VLBI studies of FLASH H I 21-cm absorbers -- I

TL;DR

This study uses VLBA 1.4 GHz observations to analyze the structure and absorption properties of twelve high-redshift HI 21-cm absorbers, providing insights into the gas distribution and covering factors at cosmological distances.

Contribution

It introduces a methodology to determine whether core or total emission causes HI absorption and estimates gas covering factors and optical depths using VLBA data.

Findings

Seven sources have cores capable of producing all observed HI absorption.

Large fractions of emission could be occulted by gas in some sources.

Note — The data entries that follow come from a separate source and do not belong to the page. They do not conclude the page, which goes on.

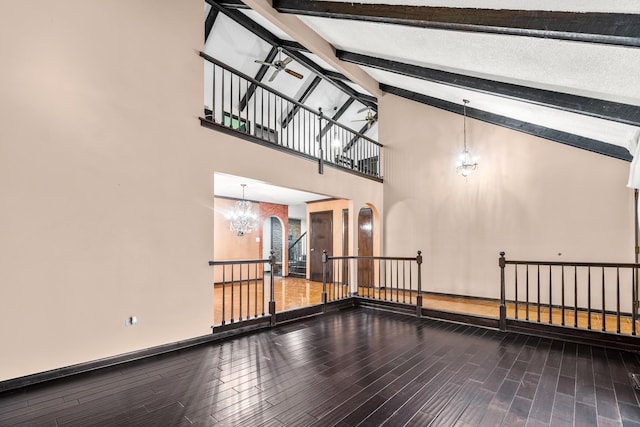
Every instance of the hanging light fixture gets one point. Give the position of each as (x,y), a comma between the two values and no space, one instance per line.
(243,220)
(466,164)
(336,141)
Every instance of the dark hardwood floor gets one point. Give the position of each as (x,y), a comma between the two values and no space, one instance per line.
(355,367)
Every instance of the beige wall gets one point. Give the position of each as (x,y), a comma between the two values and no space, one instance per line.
(106,179)
(530,197)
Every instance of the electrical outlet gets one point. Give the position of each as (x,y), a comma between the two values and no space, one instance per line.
(131,321)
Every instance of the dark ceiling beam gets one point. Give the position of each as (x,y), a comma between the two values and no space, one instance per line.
(291,114)
(623,113)
(246,22)
(208,23)
(367,100)
(296,54)
(335,117)
(289,45)
(232,4)
(621,29)
(259,76)
(362,131)
(336,75)
(518,125)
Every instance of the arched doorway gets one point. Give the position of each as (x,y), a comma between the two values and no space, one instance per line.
(365,247)
(273,240)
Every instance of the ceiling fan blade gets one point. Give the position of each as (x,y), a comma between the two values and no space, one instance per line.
(273,76)
(294,73)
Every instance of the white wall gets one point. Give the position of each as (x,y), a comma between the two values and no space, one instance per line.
(530,197)
(106,180)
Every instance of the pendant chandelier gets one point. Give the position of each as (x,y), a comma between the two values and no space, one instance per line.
(466,164)
(243,219)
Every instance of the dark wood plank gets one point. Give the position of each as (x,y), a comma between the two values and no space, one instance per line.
(356,367)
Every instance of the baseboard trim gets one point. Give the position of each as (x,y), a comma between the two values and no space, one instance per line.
(106,362)
(222,333)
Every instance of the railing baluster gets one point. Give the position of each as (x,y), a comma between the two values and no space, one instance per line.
(255,294)
(550,298)
(575,296)
(503,306)
(589,299)
(604,315)
(248,291)
(404,291)
(410,286)
(562,295)
(634,298)
(233,285)
(539,301)
(222,92)
(224,292)
(527,303)
(516,291)
(618,300)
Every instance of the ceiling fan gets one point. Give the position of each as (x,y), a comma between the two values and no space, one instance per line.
(280,65)
(370,118)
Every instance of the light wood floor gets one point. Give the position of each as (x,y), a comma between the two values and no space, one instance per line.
(291,293)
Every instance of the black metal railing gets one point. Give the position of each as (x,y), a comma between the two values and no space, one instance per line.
(298,257)
(392,279)
(242,291)
(283,122)
(581,295)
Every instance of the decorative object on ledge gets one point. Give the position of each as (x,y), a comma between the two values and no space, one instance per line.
(466,164)
(243,220)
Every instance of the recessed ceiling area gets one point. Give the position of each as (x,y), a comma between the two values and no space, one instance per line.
(565,71)
(225,185)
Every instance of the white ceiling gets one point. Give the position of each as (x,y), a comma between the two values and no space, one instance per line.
(600,72)
(225,185)
(238,47)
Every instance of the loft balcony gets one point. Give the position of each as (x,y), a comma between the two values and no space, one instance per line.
(244,107)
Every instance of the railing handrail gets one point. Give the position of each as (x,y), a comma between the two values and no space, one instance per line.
(240,261)
(575,264)
(381,258)
(282,95)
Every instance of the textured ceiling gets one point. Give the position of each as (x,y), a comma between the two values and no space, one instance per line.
(590,91)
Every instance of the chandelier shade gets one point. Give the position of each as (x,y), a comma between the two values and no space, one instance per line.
(243,219)
(466,164)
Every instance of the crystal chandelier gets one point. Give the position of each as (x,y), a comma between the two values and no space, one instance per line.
(466,164)
(243,220)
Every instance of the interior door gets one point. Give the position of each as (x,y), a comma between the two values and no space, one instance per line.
(345,247)
(320,238)
(366,274)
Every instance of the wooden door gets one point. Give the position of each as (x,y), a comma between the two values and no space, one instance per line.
(320,238)
(365,247)
(345,247)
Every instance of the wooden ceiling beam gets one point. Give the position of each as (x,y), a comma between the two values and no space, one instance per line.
(620,29)
(291,114)
(208,23)
(608,110)
(297,53)
(262,71)
(566,138)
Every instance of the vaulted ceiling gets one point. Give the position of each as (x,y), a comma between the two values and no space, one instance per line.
(568,71)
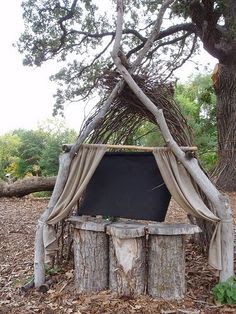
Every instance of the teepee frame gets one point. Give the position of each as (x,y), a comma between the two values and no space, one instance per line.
(219,202)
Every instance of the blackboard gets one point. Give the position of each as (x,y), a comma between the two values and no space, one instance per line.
(129,185)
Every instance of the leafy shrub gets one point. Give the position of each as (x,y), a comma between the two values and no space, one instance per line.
(225,292)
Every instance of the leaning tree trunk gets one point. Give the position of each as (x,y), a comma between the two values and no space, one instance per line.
(27,186)
(225,88)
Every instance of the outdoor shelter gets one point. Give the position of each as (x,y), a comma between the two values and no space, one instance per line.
(181,186)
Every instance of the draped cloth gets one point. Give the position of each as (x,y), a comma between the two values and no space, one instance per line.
(185,192)
(81,171)
(178,181)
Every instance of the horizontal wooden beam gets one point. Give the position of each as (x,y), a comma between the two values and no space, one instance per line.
(67,147)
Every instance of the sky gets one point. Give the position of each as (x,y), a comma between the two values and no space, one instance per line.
(26,97)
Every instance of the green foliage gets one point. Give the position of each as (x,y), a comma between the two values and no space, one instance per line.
(9,150)
(225,292)
(198,104)
(34,152)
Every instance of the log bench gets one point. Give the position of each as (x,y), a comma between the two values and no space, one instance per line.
(130,258)
(166,259)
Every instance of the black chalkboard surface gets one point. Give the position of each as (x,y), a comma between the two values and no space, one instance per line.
(127,185)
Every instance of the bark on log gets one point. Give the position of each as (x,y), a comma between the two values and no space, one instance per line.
(26,186)
(127,270)
(166,260)
(90,255)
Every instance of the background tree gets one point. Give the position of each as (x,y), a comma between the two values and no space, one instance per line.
(215,22)
(9,152)
(198,103)
(78,34)
(26,153)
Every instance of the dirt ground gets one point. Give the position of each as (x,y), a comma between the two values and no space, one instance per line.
(17,229)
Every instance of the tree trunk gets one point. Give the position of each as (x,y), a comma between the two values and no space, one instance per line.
(26,186)
(127,275)
(90,254)
(225,88)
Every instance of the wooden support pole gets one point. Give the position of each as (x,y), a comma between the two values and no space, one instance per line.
(127,273)
(166,259)
(90,254)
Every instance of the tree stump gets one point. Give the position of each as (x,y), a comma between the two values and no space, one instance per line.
(90,254)
(127,271)
(166,259)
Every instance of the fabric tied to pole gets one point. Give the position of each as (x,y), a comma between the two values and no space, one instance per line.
(81,171)
(184,190)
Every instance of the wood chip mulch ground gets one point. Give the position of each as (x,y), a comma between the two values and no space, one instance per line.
(17,230)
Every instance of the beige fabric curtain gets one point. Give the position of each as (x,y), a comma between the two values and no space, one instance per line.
(184,191)
(82,169)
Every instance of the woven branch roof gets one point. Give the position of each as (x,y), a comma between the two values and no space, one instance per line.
(127,113)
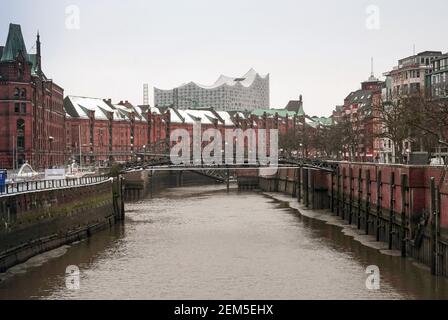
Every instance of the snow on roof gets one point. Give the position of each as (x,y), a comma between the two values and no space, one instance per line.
(83,105)
(226,117)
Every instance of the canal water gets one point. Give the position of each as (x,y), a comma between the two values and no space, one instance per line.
(205,243)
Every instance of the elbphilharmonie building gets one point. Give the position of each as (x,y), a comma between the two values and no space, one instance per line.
(245,93)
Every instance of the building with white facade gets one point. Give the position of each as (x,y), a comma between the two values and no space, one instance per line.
(245,93)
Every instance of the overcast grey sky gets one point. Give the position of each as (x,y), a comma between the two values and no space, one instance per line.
(320,49)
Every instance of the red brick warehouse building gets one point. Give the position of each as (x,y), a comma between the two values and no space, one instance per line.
(31,108)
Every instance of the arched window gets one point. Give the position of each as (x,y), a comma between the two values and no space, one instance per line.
(20,135)
(20,127)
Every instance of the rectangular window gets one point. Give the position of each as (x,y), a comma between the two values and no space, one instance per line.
(20,143)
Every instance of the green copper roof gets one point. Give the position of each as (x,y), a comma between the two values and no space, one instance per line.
(280,112)
(14,44)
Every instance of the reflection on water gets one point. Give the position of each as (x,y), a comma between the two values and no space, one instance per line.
(202,243)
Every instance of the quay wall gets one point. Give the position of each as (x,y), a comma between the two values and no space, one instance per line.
(403,206)
(37,221)
(143,182)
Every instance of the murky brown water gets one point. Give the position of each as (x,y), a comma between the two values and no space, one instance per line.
(202,243)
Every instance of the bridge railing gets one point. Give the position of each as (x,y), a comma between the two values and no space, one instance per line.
(26,186)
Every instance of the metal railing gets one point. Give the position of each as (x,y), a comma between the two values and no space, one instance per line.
(36,185)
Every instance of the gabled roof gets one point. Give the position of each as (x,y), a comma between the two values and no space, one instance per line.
(14,44)
(79,107)
(295,106)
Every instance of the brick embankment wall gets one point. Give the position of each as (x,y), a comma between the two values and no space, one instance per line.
(140,183)
(394,203)
(38,221)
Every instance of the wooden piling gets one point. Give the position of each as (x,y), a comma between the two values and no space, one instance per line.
(367,206)
(350,200)
(403,183)
(359,198)
(432,191)
(391,206)
(379,206)
(332,193)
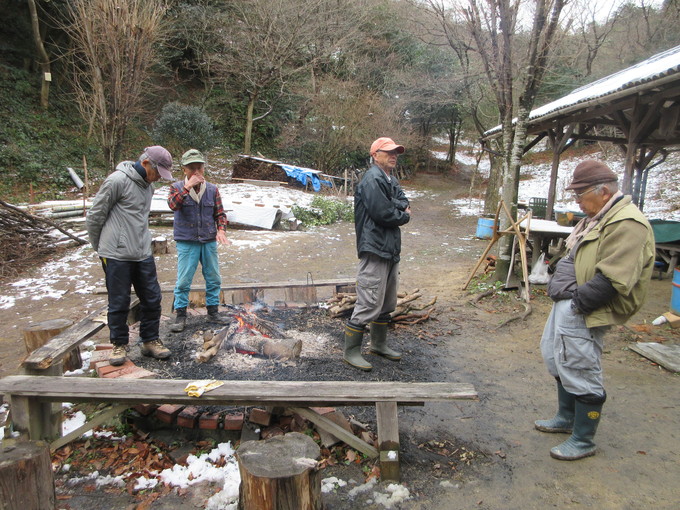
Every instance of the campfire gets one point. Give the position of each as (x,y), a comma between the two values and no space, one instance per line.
(248,334)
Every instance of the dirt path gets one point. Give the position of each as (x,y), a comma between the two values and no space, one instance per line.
(639,441)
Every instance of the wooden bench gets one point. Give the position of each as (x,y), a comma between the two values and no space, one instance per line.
(29,394)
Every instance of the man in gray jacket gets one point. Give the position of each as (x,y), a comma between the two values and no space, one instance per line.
(380,208)
(118,227)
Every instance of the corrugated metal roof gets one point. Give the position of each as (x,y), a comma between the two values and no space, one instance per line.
(648,71)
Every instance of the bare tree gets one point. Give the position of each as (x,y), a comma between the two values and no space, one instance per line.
(115,43)
(493,24)
(43,57)
(273,42)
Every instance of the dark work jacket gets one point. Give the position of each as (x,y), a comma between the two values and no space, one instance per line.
(379,205)
(196,222)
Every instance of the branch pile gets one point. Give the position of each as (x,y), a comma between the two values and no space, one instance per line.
(406,312)
(25,238)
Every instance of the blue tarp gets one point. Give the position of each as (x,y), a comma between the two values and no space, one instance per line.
(305,175)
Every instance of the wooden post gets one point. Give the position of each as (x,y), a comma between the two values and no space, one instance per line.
(159,246)
(388,440)
(280,474)
(26,479)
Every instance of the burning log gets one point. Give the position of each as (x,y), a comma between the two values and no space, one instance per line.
(250,335)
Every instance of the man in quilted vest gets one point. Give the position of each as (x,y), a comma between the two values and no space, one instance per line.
(200,223)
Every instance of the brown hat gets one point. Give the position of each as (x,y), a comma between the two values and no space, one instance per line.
(589,173)
(385,144)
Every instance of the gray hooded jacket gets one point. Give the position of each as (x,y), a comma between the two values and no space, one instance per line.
(118,221)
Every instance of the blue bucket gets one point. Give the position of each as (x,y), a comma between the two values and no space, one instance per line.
(675,295)
(484,228)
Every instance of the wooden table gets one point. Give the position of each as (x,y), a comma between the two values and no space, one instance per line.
(542,233)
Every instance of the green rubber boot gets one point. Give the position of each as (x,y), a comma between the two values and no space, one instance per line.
(353,338)
(379,341)
(580,444)
(563,421)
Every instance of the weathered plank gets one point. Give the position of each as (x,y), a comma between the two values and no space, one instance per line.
(62,344)
(277,393)
(668,356)
(260,285)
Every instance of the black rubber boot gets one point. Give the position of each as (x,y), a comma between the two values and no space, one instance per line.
(563,421)
(379,341)
(214,314)
(180,320)
(580,444)
(353,337)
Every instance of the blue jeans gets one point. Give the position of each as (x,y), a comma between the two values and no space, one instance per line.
(189,254)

HI 21-cm velocity-integrated optical depths are constrained, affecting absorption estimates.

Abstract

We have conducted VLBA 1.4 GHz (L-band) continuum observations towards twelve sources with HI 21-cm absorption detections at redshift $0.4<z<0.7$ in the pilot surveys of FLASH, an ongoing survey with the ASKAP radio telescope. 11 of the 12 targets are resolved in the VLBA observations. Using the parsec scale radio images, we have classified the source morphology and identified the radio core. Six of the twelve targets have core-jet morphology, four have two-sided jet morphology, one has a complex morphology, and one is unresolved. We describe a methodology to test whether the emission from the core or the total emission detected in the VLBA image has sufficient flux density to cause the entire HI 21-cm absorption, and we estimate limits on the gas covering factor and velocity-integrated optical depth (VOD). We find that for seven of the twelve sources, the core has sufficient flux density to cause all the HI 21-cm absorption detected in the ASKAP spectrum. For three other targets, with projected sizes in the range $\rm 305-409 \ pc$, a large fraction of the entire emission in the VLBA map could be occulted by the gas. For 0903+010 (NVSS J090331+010846), we estimate that at least $\approx 73\%$ of the peak absorption detected in the ASKAP spectrum could arise against the emission detected in the VLBA image. For the target 0023+010 (NVSS J002331+010114), we estimate an upper limit on the VOD of $\rm 169 \ km \ s^{-1}$, the highest in our sample. For 0903+010 (NVSS J090331+010846) we estimate a lower limit of $\rm 104 \ km \ s^{-1}$ on the VOD. We find that the distribution of HI 21-cm VODs at $0.4<z<1.0$ could increase by up to a factor of three after correction for the covering factors using our VLBA measurements.